Le plus grand défi de Pauline Marois sera de convaincre les Québécois qu'elle n'essaye pas de les entraîner dans une nouvelle ronde de chicanes avec Ottawa. Ou, pire encore, qu'elle ne réclame pas tous ces pouvoirs dans le seul but de se faire dire non, question de démontrer, une fois de plus, les limites du fédéralisme. Or, on sait que plusieurs de ses demandes sont inacceptables pour Ottawa.
Les conservateurs de Stephen Harper veulent bien reconnaître la nation québécoise, mais ne leur demandez pas d'émasculer le gouvernement fédéral en transférant ses pouvoirs aux provinces.
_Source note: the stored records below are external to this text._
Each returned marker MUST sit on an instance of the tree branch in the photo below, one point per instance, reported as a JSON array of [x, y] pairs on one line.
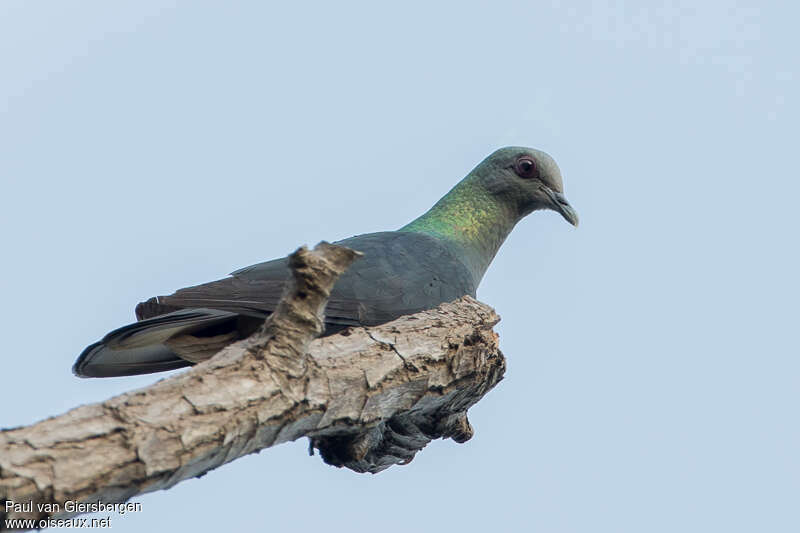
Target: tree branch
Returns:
[[367, 398]]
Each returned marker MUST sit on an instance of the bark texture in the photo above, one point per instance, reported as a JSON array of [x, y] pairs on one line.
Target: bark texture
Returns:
[[367, 398]]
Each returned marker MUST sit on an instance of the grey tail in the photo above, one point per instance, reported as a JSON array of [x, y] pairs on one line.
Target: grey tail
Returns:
[[147, 346]]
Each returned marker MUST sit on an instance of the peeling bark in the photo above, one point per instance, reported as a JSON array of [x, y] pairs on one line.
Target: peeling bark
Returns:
[[367, 398]]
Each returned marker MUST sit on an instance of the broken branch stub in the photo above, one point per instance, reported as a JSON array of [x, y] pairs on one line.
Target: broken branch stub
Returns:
[[367, 398]]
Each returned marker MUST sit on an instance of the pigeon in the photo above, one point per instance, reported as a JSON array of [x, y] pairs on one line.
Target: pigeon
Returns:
[[438, 257]]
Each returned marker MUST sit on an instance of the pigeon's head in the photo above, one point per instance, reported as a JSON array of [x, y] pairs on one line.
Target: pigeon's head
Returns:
[[526, 179]]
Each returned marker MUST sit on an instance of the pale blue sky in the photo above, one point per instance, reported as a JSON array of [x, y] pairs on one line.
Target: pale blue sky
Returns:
[[653, 370]]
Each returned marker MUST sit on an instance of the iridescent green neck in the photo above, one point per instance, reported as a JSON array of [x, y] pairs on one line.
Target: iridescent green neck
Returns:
[[471, 220]]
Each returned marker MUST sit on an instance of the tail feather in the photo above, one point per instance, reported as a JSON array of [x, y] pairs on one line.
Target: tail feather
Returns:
[[144, 347]]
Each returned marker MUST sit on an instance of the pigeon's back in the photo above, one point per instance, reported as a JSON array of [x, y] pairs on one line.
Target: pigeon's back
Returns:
[[400, 273]]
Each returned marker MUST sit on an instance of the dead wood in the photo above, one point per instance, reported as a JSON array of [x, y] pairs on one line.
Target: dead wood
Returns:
[[367, 398]]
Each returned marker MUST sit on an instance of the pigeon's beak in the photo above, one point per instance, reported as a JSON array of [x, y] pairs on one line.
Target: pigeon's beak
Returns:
[[558, 202]]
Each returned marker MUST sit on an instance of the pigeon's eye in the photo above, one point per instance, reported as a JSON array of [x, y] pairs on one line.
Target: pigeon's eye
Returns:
[[526, 167]]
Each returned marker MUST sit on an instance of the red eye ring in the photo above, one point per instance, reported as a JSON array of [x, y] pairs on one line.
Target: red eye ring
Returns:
[[525, 167]]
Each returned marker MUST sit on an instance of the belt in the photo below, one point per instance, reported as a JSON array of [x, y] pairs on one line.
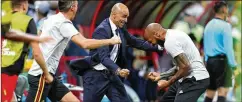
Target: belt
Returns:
[[105, 71], [218, 56]]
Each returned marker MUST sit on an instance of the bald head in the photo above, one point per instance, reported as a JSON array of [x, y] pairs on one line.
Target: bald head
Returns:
[[119, 14], [154, 32], [119, 8], [153, 27]]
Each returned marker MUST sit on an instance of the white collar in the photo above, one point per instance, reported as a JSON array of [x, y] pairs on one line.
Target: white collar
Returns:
[[61, 15], [167, 33], [113, 26]]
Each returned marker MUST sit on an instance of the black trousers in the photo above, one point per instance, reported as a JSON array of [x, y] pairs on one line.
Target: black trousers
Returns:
[[220, 73], [189, 90], [99, 83]]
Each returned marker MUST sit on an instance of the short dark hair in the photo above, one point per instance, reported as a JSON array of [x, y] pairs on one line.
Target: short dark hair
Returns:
[[17, 3], [218, 5], [65, 5]]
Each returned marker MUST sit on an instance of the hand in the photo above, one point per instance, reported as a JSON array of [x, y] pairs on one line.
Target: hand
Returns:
[[48, 78], [154, 76], [163, 84], [115, 40], [123, 73], [45, 39]]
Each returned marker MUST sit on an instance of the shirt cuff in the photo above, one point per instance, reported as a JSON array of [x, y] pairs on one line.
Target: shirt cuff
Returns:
[[160, 48]]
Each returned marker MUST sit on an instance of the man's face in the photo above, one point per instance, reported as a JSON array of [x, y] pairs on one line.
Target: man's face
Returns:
[[149, 36], [74, 8], [25, 6], [121, 18]]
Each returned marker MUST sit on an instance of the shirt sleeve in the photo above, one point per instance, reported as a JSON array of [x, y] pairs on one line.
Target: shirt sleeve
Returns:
[[68, 30], [228, 45], [32, 29], [174, 48]]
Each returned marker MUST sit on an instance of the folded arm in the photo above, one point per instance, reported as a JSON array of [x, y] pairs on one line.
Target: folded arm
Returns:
[[103, 52]]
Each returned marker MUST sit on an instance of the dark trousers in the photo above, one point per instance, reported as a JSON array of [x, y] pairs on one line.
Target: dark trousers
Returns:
[[189, 90], [97, 84], [220, 73]]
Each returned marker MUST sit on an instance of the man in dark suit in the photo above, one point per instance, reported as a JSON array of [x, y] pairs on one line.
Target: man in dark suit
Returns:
[[103, 78]]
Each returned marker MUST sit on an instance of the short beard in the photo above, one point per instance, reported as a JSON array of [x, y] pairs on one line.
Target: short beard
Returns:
[[161, 42]]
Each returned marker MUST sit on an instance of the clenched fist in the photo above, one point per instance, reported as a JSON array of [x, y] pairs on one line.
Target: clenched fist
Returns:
[[115, 40], [123, 73], [154, 76]]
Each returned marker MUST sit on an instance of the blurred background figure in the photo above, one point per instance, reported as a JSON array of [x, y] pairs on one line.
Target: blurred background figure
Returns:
[[42, 9]]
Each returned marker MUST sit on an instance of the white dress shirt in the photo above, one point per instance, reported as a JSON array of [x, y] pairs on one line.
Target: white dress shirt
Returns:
[[114, 52]]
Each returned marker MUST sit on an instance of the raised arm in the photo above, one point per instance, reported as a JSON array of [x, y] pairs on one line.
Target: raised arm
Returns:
[[92, 43], [25, 37], [183, 65], [228, 45]]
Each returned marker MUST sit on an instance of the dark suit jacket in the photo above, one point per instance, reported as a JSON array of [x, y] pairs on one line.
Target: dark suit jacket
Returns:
[[103, 31]]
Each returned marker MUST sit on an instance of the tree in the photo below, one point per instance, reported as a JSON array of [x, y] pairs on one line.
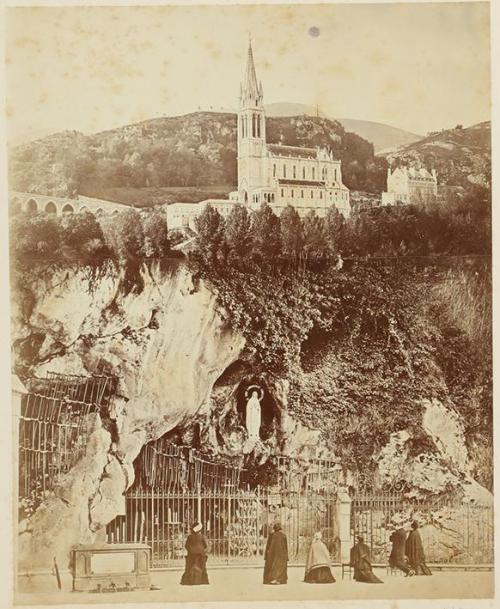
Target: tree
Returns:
[[292, 238], [238, 227], [155, 228], [211, 239], [315, 246], [125, 235], [82, 239], [335, 230], [266, 234]]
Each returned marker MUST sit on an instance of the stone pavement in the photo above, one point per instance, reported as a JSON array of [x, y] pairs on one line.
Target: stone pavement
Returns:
[[244, 584]]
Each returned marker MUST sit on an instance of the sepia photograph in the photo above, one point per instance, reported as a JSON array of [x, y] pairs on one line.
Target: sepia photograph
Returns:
[[250, 287]]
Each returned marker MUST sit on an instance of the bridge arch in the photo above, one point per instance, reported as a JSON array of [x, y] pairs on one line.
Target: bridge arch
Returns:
[[31, 206]]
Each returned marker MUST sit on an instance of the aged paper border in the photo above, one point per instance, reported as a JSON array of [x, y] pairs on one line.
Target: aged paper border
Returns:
[[6, 445]]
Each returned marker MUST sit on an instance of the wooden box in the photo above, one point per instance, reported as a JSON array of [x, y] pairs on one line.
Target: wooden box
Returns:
[[114, 567]]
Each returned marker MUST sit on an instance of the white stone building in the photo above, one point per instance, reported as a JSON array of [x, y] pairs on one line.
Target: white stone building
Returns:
[[306, 178], [408, 185]]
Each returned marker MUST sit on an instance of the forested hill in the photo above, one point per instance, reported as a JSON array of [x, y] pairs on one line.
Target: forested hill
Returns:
[[461, 156], [193, 150]]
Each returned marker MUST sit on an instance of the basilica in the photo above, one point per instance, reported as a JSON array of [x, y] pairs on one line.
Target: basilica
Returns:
[[308, 179], [279, 175]]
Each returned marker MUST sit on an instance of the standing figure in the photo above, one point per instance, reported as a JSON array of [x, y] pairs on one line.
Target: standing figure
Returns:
[[415, 551], [318, 563], [276, 557], [397, 558], [195, 572], [362, 564], [253, 413]]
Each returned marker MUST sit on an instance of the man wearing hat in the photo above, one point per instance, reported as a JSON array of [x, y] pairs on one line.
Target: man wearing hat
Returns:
[[397, 558], [195, 572]]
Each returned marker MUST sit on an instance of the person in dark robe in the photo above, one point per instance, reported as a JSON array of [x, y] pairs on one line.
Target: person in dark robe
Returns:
[[195, 572], [318, 569], [415, 551], [397, 558], [362, 564], [276, 557]]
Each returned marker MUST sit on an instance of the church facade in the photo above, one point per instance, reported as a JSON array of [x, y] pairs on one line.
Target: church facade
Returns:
[[407, 185], [309, 179]]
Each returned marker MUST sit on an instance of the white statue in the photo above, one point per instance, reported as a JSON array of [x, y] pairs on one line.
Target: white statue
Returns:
[[253, 412]]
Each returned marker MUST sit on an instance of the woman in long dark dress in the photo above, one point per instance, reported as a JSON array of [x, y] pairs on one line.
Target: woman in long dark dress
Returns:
[[362, 564], [415, 552], [195, 572], [276, 557], [318, 563]]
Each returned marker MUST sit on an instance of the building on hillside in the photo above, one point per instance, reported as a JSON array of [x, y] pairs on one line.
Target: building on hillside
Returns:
[[305, 178], [409, 185], [308, 179]]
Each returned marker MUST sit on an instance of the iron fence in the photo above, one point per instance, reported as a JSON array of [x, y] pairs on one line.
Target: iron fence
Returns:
[[452, 531], [55, 421], [236, 522]]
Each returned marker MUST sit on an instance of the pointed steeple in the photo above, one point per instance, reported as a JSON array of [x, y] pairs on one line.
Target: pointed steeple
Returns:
[[251, 90]]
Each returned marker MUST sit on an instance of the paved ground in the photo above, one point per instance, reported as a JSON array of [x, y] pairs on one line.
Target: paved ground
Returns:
[[239, 584]]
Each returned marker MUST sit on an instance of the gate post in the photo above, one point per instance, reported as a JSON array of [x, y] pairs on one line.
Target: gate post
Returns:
[[344, 522]]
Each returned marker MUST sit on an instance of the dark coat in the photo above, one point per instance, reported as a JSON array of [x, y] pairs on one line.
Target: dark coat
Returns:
[[415, 553], [195, 572], [362, 564], [276, 558]]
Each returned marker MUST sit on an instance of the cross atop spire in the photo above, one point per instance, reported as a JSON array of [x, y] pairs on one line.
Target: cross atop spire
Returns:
[[251, 90]]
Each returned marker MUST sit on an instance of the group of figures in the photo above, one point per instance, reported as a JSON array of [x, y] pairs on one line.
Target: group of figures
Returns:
[[318, 570], [407, 555]]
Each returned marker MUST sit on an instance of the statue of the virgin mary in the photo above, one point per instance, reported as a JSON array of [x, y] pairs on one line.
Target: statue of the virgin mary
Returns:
[[253, 411]]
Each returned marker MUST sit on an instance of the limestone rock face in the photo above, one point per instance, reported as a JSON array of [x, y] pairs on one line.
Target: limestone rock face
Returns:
[[167, 344]]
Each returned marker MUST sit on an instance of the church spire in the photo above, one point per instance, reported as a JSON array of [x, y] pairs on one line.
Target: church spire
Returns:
[[251, 90]]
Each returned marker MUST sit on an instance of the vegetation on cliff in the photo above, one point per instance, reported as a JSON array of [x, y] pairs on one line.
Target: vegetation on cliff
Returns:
[[362, 340]]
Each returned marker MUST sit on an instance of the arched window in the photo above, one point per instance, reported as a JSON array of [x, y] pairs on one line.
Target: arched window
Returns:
[[31, 206]]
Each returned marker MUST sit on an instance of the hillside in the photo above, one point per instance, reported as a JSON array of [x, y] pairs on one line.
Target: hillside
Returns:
[[460, 156], [380, 135], [195, 150]]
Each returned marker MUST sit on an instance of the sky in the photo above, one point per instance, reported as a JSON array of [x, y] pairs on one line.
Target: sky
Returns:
[[419, 67]]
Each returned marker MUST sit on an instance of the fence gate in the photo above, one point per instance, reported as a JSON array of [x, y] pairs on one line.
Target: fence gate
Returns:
[[236, 522], [452, 531]]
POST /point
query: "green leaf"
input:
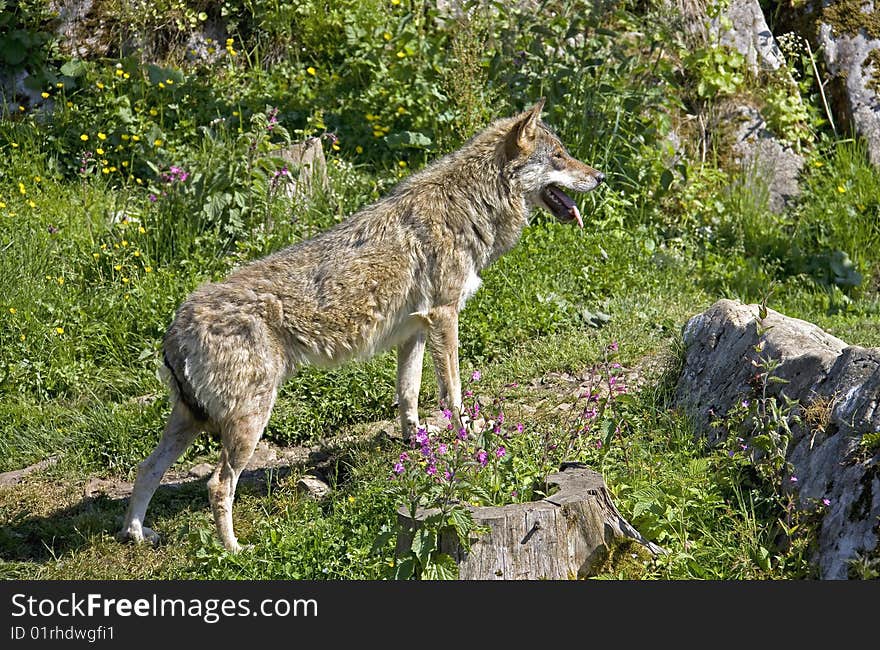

Quant aux libéraux, leur chef Michael Ignatieff a dit clairement la semaine dernière que le Québec, selon lui, a bien suffisamment de pouvoirs.
En fait, le plan Marois peut se diviser en trois sections : le faisable, le souhaitable et l'impensable.
Le faisable : rien n'empêche Québec d'adopter sa Constitution, de renforcer la loi 101, d'imposer des cours d'histoire.
Le souhaitable : les relations fédérales provinciales se porteraient beaucoup mieux, en effet, si Ottawa respectait les champs de compétences provinciales et cessait de s'immiscer en santé et en éducation (quoique cela ferait davantage avancer le fédéralisme que la souveraineté du Québec, n'en déplaise aux péquistes). Le droit de retrait avec compensation peut très bien se pratiquer sans mettre l'unité du Canada en jeu. Idem pour les pourparlers sur le transfert de la compétence et des budgets en culture. Ce n'est pas inconcevable.
L'impensable : un gouvernement péquiste expulserait Ottawa des champs de compétence partagés comme l'environnement, l'agriculture et l'intégration des immigrants. Un coup parti, on pourrait aussi demander au gouvernement fédéral de décréter l'indépendance du Québec...
Il y a quelque chose de malhonnête dans cette approche. Le Parti québécois demande au fédéral de respecter la Constitution pour les champs de compétence exclusive -»Si le gouvernement canadien n'est pas capable de respecter sa Constitution, on a un problème», disait Mme Marois dimanche -, mais il refuse d'accepter la réciproque pour les compétences partagées.
Autrement dit, Ottawa doit respecter la Constitution, mais le Québec peut la contourner à volonté. Ce n'est pas de la négociation que propose Mme Marois, c'est un hold-up. Aucun parti fédéraliste n'acceptera de jouer à ce jeu. Les péquistes le savent fort bien, ce qui rend leur démarche parfaitement transparente.